Mapping Enzymatic Catalysis using the Effective Fragment Molecular Orbital Method: Towards all ab initio Biochemistry

TL;DR

This paper introduces an extended EFMO method with a frozen domain approach, enabling efficient ab initio mapping of enzymatic reaction paths for large systems like chorismate mutase, without force fields.

Contribution

The authors develop a new EFMO-based method that combines a frozen domain approach with ab initio calculations, allowing automatic reaction path mapping of large biomolecules.

Findings

Reaction path mapped in less than four days using 80 cores.

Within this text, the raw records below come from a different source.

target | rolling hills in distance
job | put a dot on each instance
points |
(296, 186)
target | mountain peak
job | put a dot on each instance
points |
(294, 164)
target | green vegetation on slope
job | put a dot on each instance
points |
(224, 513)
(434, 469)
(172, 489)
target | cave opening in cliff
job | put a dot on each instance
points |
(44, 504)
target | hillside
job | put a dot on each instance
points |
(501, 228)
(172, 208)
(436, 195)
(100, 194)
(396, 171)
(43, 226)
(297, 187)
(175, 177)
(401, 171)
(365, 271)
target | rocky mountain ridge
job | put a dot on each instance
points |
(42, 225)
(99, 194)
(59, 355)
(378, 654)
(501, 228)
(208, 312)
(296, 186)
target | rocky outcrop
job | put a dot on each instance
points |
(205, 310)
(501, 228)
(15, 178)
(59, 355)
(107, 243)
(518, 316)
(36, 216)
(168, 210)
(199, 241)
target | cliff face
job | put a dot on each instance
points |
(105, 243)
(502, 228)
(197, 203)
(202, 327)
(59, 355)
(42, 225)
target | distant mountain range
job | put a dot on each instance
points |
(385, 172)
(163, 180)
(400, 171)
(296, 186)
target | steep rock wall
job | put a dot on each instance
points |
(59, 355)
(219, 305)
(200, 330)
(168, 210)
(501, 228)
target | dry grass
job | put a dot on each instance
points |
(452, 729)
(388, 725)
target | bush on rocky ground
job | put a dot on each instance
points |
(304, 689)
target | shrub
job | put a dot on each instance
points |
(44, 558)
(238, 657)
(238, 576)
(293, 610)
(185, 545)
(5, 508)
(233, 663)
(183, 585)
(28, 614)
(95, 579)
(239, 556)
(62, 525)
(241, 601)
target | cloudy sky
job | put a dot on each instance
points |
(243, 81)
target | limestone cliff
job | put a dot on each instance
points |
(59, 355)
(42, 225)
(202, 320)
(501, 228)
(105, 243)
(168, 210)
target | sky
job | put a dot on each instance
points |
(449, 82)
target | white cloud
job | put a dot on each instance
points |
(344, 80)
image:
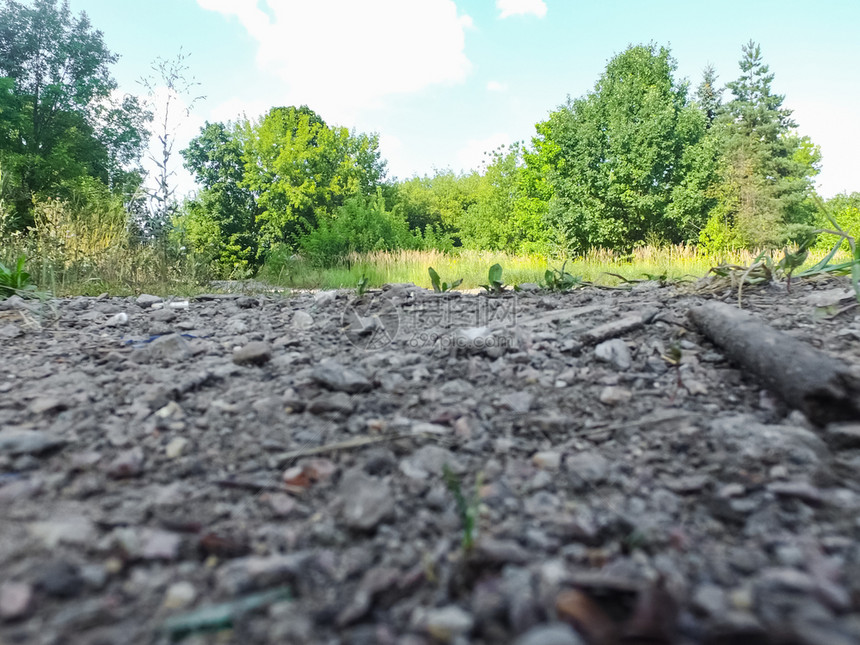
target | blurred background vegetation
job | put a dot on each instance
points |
(646, 173)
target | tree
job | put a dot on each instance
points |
(503, 216)
(221, 221)
(60, 121)
(765, 169)
(614, 157)
(167, 88)
(300, 169)
(709, 96)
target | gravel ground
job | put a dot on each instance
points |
(306, 469)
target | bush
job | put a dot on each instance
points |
(359, 226)
(845, 209)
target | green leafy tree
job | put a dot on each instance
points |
(360, 225)
(59, 120)
(220, 223)
(615, 155)
(437, 204)
(301, 169)
(709, 95)
(168, 87)
(503, 216)
(765, 171)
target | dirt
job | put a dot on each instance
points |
(275, 468)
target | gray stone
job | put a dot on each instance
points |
(529, 287)
(331, 402)
(117, 320)
(749, 442)
(446, 624)
(78, 531)
(10, 331)
(126, 464)
(15, 600)
(518, 401)
(145, 301)
(366, 501)
(242, 575)
(60, 578)
(615, 395)
(588, 467)
(254, 353)
(551, 634)
(28, 442)
(843, 436)
(163, 315)
(47, 405)
(170, 347)
(615, 352)
(429, 460)
(335, 376)
(302, 320)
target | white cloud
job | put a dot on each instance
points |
(339, 56)
(510, 8)
(835, 129)
(476, 153)
(236, 108)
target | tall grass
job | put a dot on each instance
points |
(670, 263)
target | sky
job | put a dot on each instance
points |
(445, 81)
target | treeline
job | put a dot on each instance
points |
(643, 158)
(640, 159)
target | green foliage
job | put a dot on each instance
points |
(842, 211)
(561, 280)
(359, 226)
(615, 157)
(765, 173)
(302, 171)
(437, 203)
(220, 224)
(503, 217)
(709, 95)
(438, 285)
(361, 286)
(467, 509)
(15, 280)
(494, 280)
(59, 121)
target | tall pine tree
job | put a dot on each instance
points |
(766, 168)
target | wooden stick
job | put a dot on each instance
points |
(821, 386)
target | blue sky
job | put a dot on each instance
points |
(443, 81)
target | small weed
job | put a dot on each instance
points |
(438, 285)
(361, 287)
(468, 510)
(16, 280)
(561, 280)
(494, 278)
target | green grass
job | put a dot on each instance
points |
(672, 263)
(133, 270)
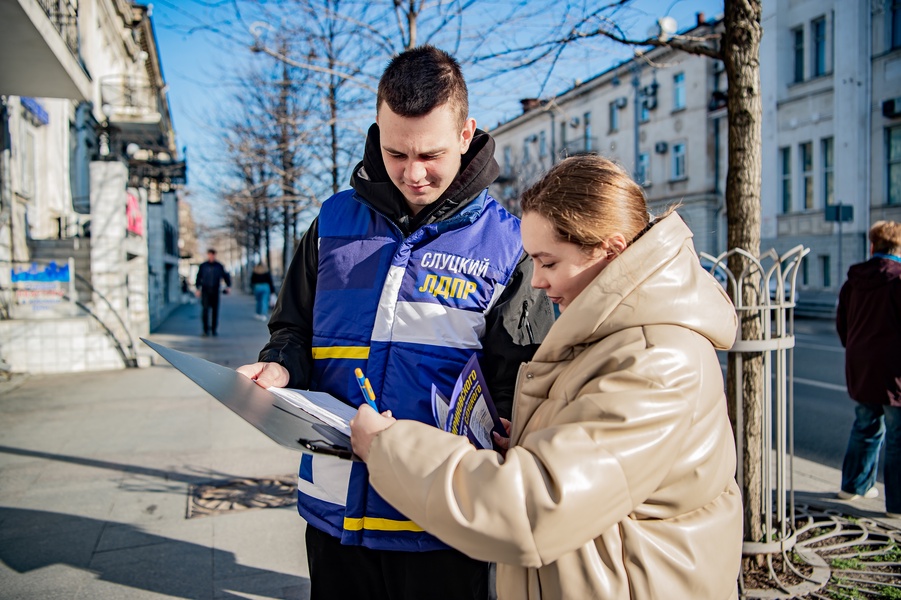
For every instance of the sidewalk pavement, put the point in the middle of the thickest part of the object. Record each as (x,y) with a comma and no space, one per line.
(95,472)
(96,469)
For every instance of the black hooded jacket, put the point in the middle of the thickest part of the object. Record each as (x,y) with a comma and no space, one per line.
(515,326)
(868,321)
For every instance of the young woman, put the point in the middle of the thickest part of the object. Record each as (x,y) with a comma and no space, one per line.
(619,478)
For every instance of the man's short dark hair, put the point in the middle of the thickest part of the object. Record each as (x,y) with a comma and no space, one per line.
(421,79)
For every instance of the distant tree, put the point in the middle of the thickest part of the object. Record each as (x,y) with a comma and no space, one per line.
(739,50)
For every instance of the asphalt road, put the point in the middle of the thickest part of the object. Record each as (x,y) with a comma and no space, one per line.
(823,412)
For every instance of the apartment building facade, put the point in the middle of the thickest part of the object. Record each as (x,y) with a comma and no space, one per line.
(831,89)
(88,186)
(661,116)
(831,133)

Reaction barrier for chorismate mutase estimated at ~18-19 kcal/mol.

Method treats entire system ab initio without force fields.

Abstract

We extend the Effective Fragment Molecular Orbital (EFMO) method to the frozen domain approach where only the geometry of an active part is optimized, while the many-body polarization effects are considered for the whole system. The new approach efficiently mapped out the entire reaction path of chorismate mutase in less than four days using 80 cores on 20 nodes, where the whole system containing 2398 atoms is treated in the ab initio fashion without using any force fields. The reaction path is constructed automatically with the only assumption of defining the reaction coordinate a priori. We determine the reaction barrier of chorismate mutase to be $18.3\pm 3.5$ kcal mol$^{-1}$ for MP2/cc-pVDZ and $19.3\pm 3.6$ for MP2/cc-pVTZ in an ONIOM approach using EFMO-RHF/6-31G(d) for the high and low layers, respectively.